1. Depth-first search: A depth-first search (DFS) approach can also be used to solve the cherry pickup problem. This involves recursively exploring the grid, starting at the current position and moving in all possible directions until a solution is found or all paths have been exhausted. The DFS algorithm can be modified to keep track of the total number of cherries collected at each position and to return the maximum number of cherries collected when the search is complete.

 Here is some example code that solves the cherry pickup problem using dynamic programming:

def cherryPickup(grid: List[List[int]]) -> int:

    n = len(grid)

    dp = [[[-1] * n for _ in range(n)] for _ in range(n)]

    dp[0][0][0] = grid[0][0]

    for t in range(1, 2 * n - 1):

        for i in range(max(0, t - (n - 1)), min(n - 1, t) + 1):

            for j in range(max(0, t - (n - 1)), min(n - 1, t) + 1):

                for pi in (i - 1, i, i + 1):

                    for pj in (j - 1, j, j + 1):

                        if pi >= 0 and pj >= 0 and dp[pi][pj][i] != -1:

                            if grid[pi][pj] == -1 or grid[i][j] == -1:

                                continue

                            dp[i][j][pi] = max(dp[i][j][pi], dp[pi][pj][i] + grid[i][j] + (i != j) * grid[pi][pj])

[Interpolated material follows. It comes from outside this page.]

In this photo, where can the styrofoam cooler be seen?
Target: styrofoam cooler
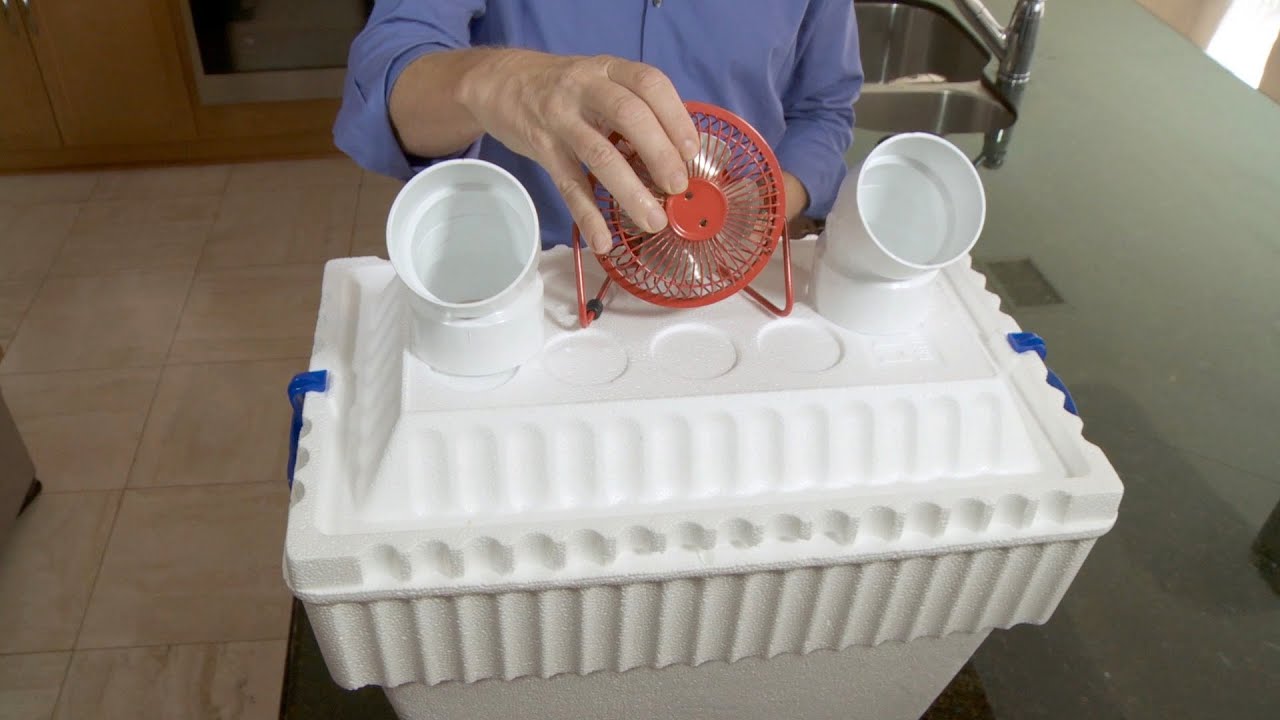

    return max(0, dp[n - 1][n - 1][n - 1]){codeBox}

This code uses a 3D dynamic programming array dp to store the maximum number of cherries that can be collected from the grid, given the current positions of the two players. The outer two loops (i and j) represent the positions of the two players, and the inner loop (t) represents the time step at which they are at those positions. The code then considers all possible previous positions of the players (pi and pj), and updates the maximum number of cherries that can be collected based on the number of cherries at the current positions and the number of cherries collected at the previous positions.